The Light of the World: A Memoir

They pump him and jump him and IV him. They keep doing it. “Anyone have any other ideas?” shouts the doctor, after they have tried and tried. And then he looks straight and deep into my eyes and says the words they say in the movies that are nonetheless the only words: We did everything we could do for him. Which I saw. Later on I will learn it was seven p.m., Wednesday, April 4, 2012.

 

The penis, which is mine alone, lies sleeping on his thigh, nestled in its hair, the heart outside his body, and that is what I remember of his body, after the emergency room doctor met my eyes and made his pronouncement. Him, still him, still Ficre, still a him, the last trace of him. The penis with which he actually made the human beings who are our children, is sign and symbol and substance of what I have lost.

 

I lie atop him and cover his body with my body. After time that cannot be measured someone I do not know comes and puts her arms around my shoulders and gently, gently leads me off and away from Ficre.

 

My cell phone does not work inside; the emergency room is being renovated.

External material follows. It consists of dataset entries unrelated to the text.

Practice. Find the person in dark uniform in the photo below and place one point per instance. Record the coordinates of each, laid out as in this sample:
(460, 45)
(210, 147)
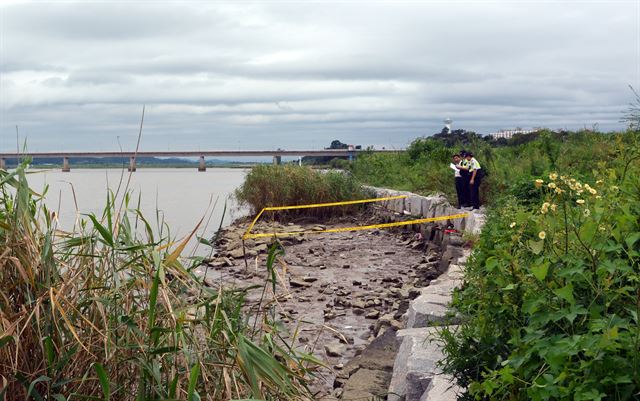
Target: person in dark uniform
(475, 179)
(461, 185)
(463, 167)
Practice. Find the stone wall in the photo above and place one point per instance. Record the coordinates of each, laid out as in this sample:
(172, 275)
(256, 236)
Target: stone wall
(416, 376)
(430, 206)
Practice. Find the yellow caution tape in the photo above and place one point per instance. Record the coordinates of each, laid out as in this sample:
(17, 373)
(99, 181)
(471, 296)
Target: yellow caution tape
(248, 234)
(253, 223)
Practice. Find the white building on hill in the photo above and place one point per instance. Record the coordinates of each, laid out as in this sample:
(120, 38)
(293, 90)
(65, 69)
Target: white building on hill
(508, 133)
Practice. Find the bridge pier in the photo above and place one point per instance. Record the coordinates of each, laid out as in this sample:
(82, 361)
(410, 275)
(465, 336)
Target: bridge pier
(132, 164)
(65, 165)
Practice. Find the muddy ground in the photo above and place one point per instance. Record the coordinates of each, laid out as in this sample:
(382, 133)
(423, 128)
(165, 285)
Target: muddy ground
(341, 289)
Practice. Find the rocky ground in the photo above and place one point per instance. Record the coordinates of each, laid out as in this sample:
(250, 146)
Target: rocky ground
(341, 290)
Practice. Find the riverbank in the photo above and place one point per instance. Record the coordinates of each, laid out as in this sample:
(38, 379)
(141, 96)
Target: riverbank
(339, 292)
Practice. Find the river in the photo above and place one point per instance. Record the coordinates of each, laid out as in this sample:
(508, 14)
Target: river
(181, 195)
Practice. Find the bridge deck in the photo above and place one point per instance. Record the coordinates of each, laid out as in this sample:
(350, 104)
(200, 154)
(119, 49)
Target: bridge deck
(198, 153)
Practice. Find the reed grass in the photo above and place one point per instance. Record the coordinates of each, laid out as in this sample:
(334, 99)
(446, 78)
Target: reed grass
(112, 312)
(288, 185)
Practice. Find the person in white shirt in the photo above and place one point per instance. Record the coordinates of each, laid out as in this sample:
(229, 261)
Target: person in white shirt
(475, 180)
(462, 190)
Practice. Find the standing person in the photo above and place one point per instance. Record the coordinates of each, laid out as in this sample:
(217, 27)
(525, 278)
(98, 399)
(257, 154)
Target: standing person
(475, 179)
(461, 186)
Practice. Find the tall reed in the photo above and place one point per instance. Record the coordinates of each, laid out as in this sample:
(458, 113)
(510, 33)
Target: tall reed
(287, 185)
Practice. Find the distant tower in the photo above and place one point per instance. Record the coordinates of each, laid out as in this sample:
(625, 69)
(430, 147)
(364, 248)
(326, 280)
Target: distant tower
(447, 124)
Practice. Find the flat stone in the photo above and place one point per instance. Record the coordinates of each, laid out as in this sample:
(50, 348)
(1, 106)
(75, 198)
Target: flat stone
(334, 349)
(295, 282)
(441, 388)
(366, 384)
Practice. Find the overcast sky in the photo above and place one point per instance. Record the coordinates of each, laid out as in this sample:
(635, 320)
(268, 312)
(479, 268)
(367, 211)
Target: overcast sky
(294, 75)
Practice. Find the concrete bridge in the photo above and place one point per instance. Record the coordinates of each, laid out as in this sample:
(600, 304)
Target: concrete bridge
(276, 154)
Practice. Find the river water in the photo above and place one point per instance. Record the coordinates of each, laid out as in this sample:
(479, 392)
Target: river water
(181, 195)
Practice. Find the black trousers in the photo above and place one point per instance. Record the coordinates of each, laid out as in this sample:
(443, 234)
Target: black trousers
(462, 189)
(474, 190)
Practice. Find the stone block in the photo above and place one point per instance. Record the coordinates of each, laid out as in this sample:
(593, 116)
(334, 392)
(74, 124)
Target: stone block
(426, 207)
(415, 205)
(416, 364)
(428, 310)
(441, 388)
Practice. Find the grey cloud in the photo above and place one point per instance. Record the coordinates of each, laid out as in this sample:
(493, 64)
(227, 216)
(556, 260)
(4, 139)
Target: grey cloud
(224, 75)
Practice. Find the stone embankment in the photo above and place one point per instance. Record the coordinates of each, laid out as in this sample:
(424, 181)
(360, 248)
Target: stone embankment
(416, 376)
(364, 302)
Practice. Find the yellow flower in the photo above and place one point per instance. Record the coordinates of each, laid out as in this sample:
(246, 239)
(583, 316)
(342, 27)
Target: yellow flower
(545, 208)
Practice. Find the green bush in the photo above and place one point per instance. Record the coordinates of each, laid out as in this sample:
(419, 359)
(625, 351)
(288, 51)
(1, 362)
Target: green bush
(550, 302)
(287, 185)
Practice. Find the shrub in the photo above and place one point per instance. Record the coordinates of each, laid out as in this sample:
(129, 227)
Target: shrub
(287, 185)
(550, 302)
(109, 313)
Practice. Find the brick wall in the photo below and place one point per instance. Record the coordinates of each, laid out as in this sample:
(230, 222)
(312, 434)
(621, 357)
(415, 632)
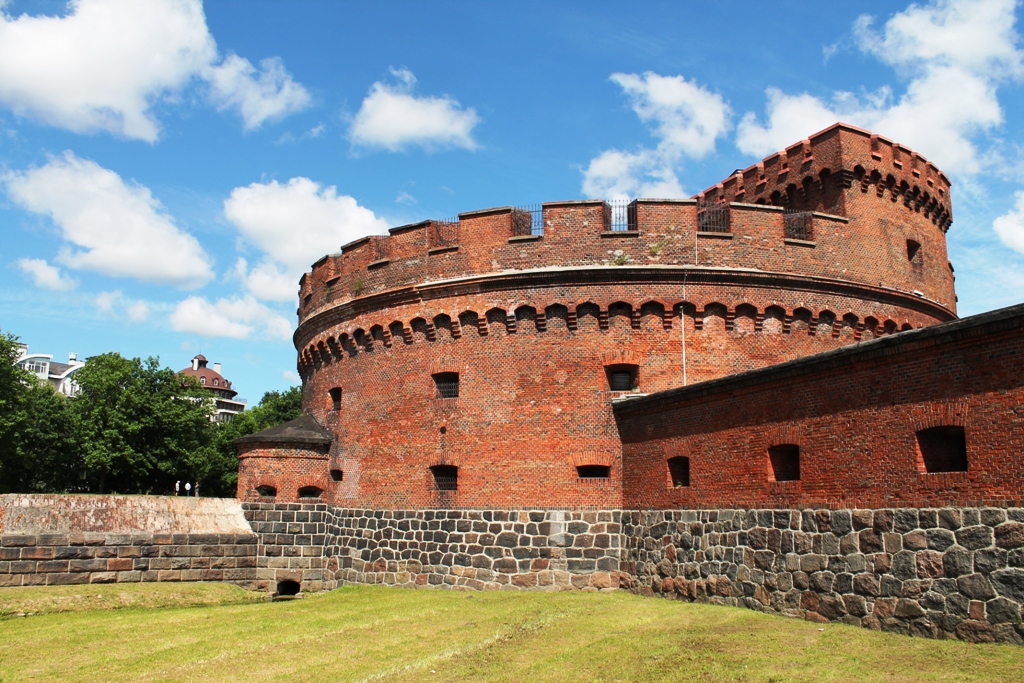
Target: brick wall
(286, 468)
(854, 414)
(534, 324)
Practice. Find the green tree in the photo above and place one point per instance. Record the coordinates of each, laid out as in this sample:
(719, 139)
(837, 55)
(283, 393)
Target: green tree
(142, 426)
(39, 437)
(274, 408)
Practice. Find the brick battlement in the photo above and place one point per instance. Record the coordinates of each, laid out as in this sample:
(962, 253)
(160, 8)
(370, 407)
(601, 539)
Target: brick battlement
(841, 157)
(842, 231)
(536, 322)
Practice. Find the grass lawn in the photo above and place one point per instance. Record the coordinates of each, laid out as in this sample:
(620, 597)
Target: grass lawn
(210, 632)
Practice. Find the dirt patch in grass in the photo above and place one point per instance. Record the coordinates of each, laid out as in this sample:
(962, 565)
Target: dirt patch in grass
(392, 635)
(36, 600)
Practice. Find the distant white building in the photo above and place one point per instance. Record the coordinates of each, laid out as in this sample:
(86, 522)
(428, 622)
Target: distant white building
(225, 403)
(59, 375)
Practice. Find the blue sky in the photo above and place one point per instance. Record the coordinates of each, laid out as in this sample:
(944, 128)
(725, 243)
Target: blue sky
(169, 169)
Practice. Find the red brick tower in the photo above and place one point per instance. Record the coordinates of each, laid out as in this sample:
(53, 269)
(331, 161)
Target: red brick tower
(473, 363)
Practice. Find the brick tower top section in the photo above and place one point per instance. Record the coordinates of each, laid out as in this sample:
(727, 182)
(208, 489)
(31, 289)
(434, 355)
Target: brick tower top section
(794, 178)
(844, 209)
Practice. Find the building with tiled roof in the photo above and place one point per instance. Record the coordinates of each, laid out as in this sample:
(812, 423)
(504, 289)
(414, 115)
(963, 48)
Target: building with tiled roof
(59, 375)
(225, 403)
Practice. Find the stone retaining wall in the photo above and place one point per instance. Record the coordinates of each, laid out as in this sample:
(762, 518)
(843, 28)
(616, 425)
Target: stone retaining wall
(949, 572)
(470, 549)
(55, 559)
(938, 572)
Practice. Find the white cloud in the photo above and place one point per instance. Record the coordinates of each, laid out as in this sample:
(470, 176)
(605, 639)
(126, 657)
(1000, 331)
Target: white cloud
(108, 301)
(293, 224)
(105, 63)
(686, 119)
(391, 117)
(114, 303)
(113, 227)
(237, 317)
(269, 94)
(138, 310)
(953, 54)
(1010, 226)
(46, 275)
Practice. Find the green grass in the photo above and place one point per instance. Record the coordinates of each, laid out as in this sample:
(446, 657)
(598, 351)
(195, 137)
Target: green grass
(381, 634)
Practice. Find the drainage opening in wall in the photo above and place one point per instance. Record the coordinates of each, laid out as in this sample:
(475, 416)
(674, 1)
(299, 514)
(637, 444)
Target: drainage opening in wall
(288, 588)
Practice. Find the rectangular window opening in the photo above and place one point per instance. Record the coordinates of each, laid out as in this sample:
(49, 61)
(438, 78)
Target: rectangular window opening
(784, 462)
(679, 469)
(593, 471)
(943, 449)
(623, 378)
(527, 220)
(624, 215)
(446, 385)
(445, 477)
(799, 225)
(713, 217)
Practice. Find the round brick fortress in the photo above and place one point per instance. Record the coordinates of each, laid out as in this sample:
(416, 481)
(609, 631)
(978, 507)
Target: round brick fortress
(474, 363)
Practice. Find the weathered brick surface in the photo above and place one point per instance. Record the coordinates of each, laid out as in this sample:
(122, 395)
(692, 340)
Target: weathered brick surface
(854, 414)
(286, 468)
(534, 324)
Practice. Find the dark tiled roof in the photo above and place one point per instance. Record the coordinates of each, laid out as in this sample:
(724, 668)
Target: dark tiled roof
(58, 369)
(300, 430)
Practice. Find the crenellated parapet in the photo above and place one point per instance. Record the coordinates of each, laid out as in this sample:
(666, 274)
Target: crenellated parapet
(811, 213)
(474, 361)
(814, 174)
(382, 333)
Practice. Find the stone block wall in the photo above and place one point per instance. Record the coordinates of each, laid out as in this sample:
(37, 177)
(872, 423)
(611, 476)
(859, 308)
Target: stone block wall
(469, 549)
(293, 545)
(948, 572)
(56, 559)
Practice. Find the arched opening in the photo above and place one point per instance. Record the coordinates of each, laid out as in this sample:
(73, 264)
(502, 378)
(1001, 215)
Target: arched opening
(557, 316)
(497, 322)
(784, 460)
(445, 477)
(469, 319)
(525, 319)
(442, 328)
(593, 471)
(943, 449)
(310, 492)
(679, 470)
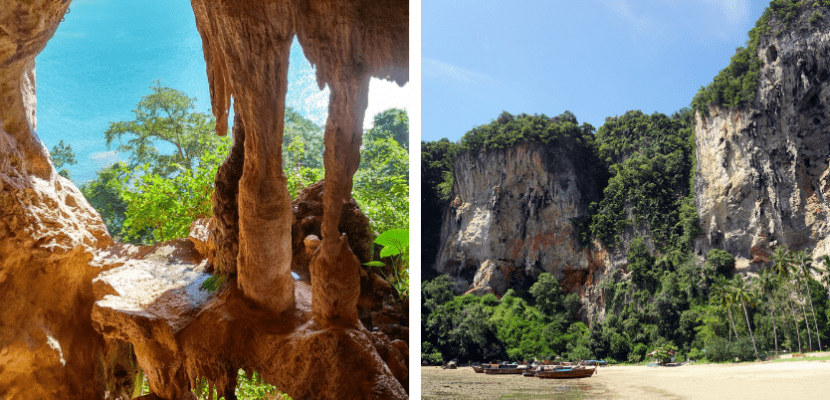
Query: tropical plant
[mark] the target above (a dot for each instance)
(168, 206)
(742, 295)
(766, 285)
(395, 244)
(166, 115)
(723, 297)
(804, 260)
(782, 266)
(62, 155)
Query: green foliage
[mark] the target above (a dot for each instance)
(437, 180)
(381, 184)
(720, 349)
(299, 174)
(651, 159)
(395, 244)
(62, 155)
(436, 292)
(212, 283)
(461, 328)
(736, 85)
(165, 116)
(430, 354)
(168, 206)
(248, 387)
(641, 264)
(665, 353)
(393, 124)
(302, 142)
(721, 261)
(106, 194)
(550, 300)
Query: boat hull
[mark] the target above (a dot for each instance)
(503, 371)
(566, 374)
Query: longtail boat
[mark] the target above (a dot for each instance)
(566, 373)
(502, 370)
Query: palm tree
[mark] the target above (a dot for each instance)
(795, 263)
(742, 294)
(825, 279)
(805, 261)
(781, 266)
(724, 295)
(766, 284)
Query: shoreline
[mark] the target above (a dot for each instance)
(758, 380)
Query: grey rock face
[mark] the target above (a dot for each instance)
(510, 221)
(762, 171)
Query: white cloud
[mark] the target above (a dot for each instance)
(384, 95)
(432, 68)
(733, 10)
(104, 158)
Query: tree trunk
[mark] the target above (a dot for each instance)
(812, 310)
(774, 331)
(804, 312)
(795, 322)
(746, 315)
(733, 322)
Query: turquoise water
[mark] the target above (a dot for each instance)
(105, 56)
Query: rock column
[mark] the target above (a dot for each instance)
(335, 279)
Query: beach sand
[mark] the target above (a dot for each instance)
(779, 380)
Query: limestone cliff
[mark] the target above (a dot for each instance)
(762, 170)
(510, 220)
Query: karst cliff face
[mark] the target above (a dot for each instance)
(762, 170)
(510, 221)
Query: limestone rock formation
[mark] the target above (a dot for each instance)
(56, 341)
(52, 242)
(762, 171)
(510, 221)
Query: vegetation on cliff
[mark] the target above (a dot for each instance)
(651, 161)
(737, 84)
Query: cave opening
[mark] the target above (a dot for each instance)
(308, 318)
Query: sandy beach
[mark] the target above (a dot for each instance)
(779, 380)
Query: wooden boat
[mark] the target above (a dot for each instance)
(500, 371)
(567, 373)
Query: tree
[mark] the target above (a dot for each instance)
(165, 115)
(723, 296)
(302, 143)
(743, 295)
(804, 260)
(766, 284)
(721, 261)
(782, 264)
(392, 123)
(106, 194)
(168, 206)
(62, 155)
(381, 184)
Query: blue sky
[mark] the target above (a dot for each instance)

I go outside under a scaffold.

 

“Can you please bring the children to the emergency room entrance to Yale-New Haven Hospital to see their father, right now,” I say, to Tracey, in a tone that says, Ask no questions, because I cannot lie to her.

 

And they come, and I am waiting for them at the entrance, and I tell them that Daddy is dead.

 

 

 

 

 

Seven

 

 

Then it is Solomon, Simon, and me. Where is Daddy, they ask. We go to a room to see his body—not to see him, to see his body, for when we go in, it is his body but not him, in a hospital gown, under covers. We touch and hug and weep over the body that no longer houses him. It is somehow not frightening to see this body. In these moments it still belongs to us. The body is no longer warm. Our wails are one wail. We know when we want to leave the room.

 

I reach my brother by telephone. He doesn’t understand what I am saying but then he understands enough to say he is getting in the car in New Jersey and driving to Connecticut. Everyone in the emergency room is crying as I make that call, the boys my sentries.

 

Tracey has called Alondra in New York, who is coming, and she and Mark talk to each other from their cars as they both roar up the highway.

 

Tracey has called Emilie, who is a reverend, and I have called Lisa, my therapist. They are at the house when we return. Tracey has brought lavender tea. The tomato sauce she began to make for when we came home with Ficre—something practical, something to do with her hands—is in a pot on the stove, reduced to sticky sweetness.

 

Over and over I dial 202-544-8223, my parents’ phone number for over forty years, but they are out late for dinner in Washington, DC. Finally I reach them. He is their son, and he is dead.

 

I call his eldest sibling, Tadu, who has just arrived in New York en route to the planned extended Easter celebration. I tell her plainly, Ficre has died, and then I tell her daughter, our niece, to be sure it is understood across our language barrier, and because it makes no sense and needs to be repeated to be true.

 

I somehow get the boys to bed, together. Alondra and Mark make me take a pill. I fall into a black sleep without images.

 

 

 

 

 

Eight

 

 

Henry Ford believed the soul of a person is located in their last breath and so captured the last breath of his best friend Thomas Edison in a test tube and kept it evermore. It is on display at the Henry Ford Museum outside Detroit, like Galileo’s finger in the church of Santa Croce, but Edison’s last breath is an invisible relic.

 

Ficre breathed his last breath into me when I opened his mouth and breathed everything I had into him. He felt like a living person then. I am certain his soul was there. And then in the ambulance, riding the long ride down to the hospital, even as they worked and worked, the first icy-wind blew into me: he was going, or gone.

 

“I need to call somebody don’t I?” I asked the ambulance driver, a woman.

 

“Yes you do,” she said.

 

 

 

 

 

Nine

 

 

Black men die more catastrophically, across class, than anybody else in America.

 

Toni Morrison: “Not a house in the country ain’t packed to its rafters with some dead negro’s grief.”